The guide further explains some concepts about Islam that I had not previously known. It mentions that if one converts to Islam, all their previous sins are forgiven by Allah, just for converting. I see this as an obscene attempt to bribe believers of other faiths, that they can start out on a clean slate and suffer no consequence to any immoral action they might have performed, no matter how great. From the book it says "The Prophet said: Didn't you know that converting to Islam erases all previous sins?" What can be more immoral that that? You mean I can be a thief and a rapist, perhaps committed one or two murders, and my responsibility to these actions will simply be deleted, like so many useless spam emails, upon conversion to Islam?
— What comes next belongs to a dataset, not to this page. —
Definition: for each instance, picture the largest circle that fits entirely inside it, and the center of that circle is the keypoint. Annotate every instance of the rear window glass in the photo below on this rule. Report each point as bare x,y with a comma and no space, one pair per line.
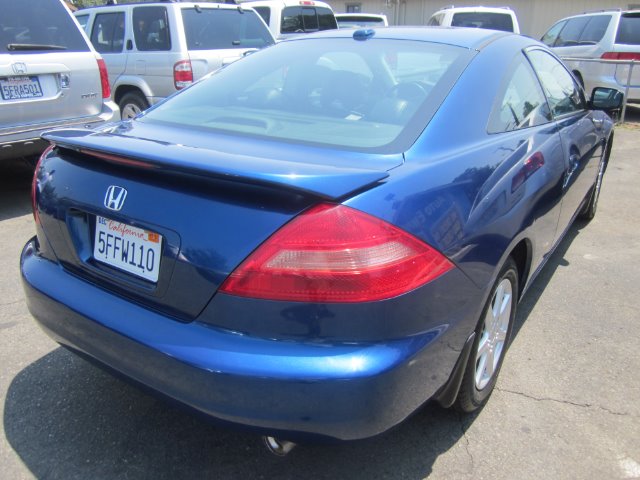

I guess the Muslims is forced to believe that whatever Allah does is moral, and is granted no opinion on the matter.

Another problem I have with the Islamic concept regard attitudes aimed at the non-believer, which I have already mentioned in my last post, but I'll add further. In the Islamic concept, no non-believer can ever be moral. The way to salvation in Islam is toward Allah. An analogy would be as if we are all on a giant highway headed toward Allah, who is at the end. There are various exits to the left and right that lead to sin and lead away from Allah, some of them being other religions. This is an example I heard from one Islamic scholar. There doesn't seem to be a path one can take that is righteous, that doesn't involve Allah. Take a person, for example, who volunteers with out pay to help those less fortunate, stays committed to their spouse, and never hurts anyone else intentionally, basically an all around morally sound person. But, they don't believe in Allah. Where is this person on the highway analogy? They haven't deviated with sin and hedonism, they just don't accept Islam. According to Islam, to my humble knowledge, Allah has no mercy for those who disbelieve, and he affirms this over and over again. I don't think he makes an exception even for those righteous, noble and humble. No, rather the Islamic concept of non-believers is that they are all filthy, corrupt, evil-doers who deserve to be thrown in the hellfire forever.

Finally, the idea of eternal hellfire is another concept, though not unique to Islam, that I have tremendous disdain for. The idea of anyone, being tortured in the most horrible ways imaginable, for eternity is something I just can't wrap my head around. The most horrible, evil person I can think of from history would have to be Joseph Stalin. He organized the mass murder and torture of tens of millions of his fellow countrymen, and then some. And all of this, with complete and utter indifference to their suffering. Stalin was a megalomaniac sociopathic madman. But even he in my opinion would only deserve a finite amount of torture and misery for what he did, say, a life sentence for everyone he had killed. But the idea, that an atheist child who happens to die in an accident, who was not a believer, gets the same amount of torture for the same amount of time, as Stalin or Hitler, is somehow justice under an infinitely intelligent and moral supernatural being, is I think itself, immoral. Recently Christians and Muslims have negated this by saying god makes exceptions, and judges individuals by what they know, and their overall morality. This stands in stark contrast to what theists have been saying for hundreds of years, and that is that the only way out of hell is through one religion and the teachings of one prophet. Now, some theists are backing away from this in light of our modern liberal moral ethics. Furthermore, if god made frequent exceptions that righteous non-believers can get into heaven, then there is really no real need to be a Christian or a Muslim, or religious at all. All one would need to be would be morally sound. So the theist who takes the new approach on divine judgment, is in a way negating the advantage of their faith. Hmm. These are problems for the theist to reflect upon, not the atheist.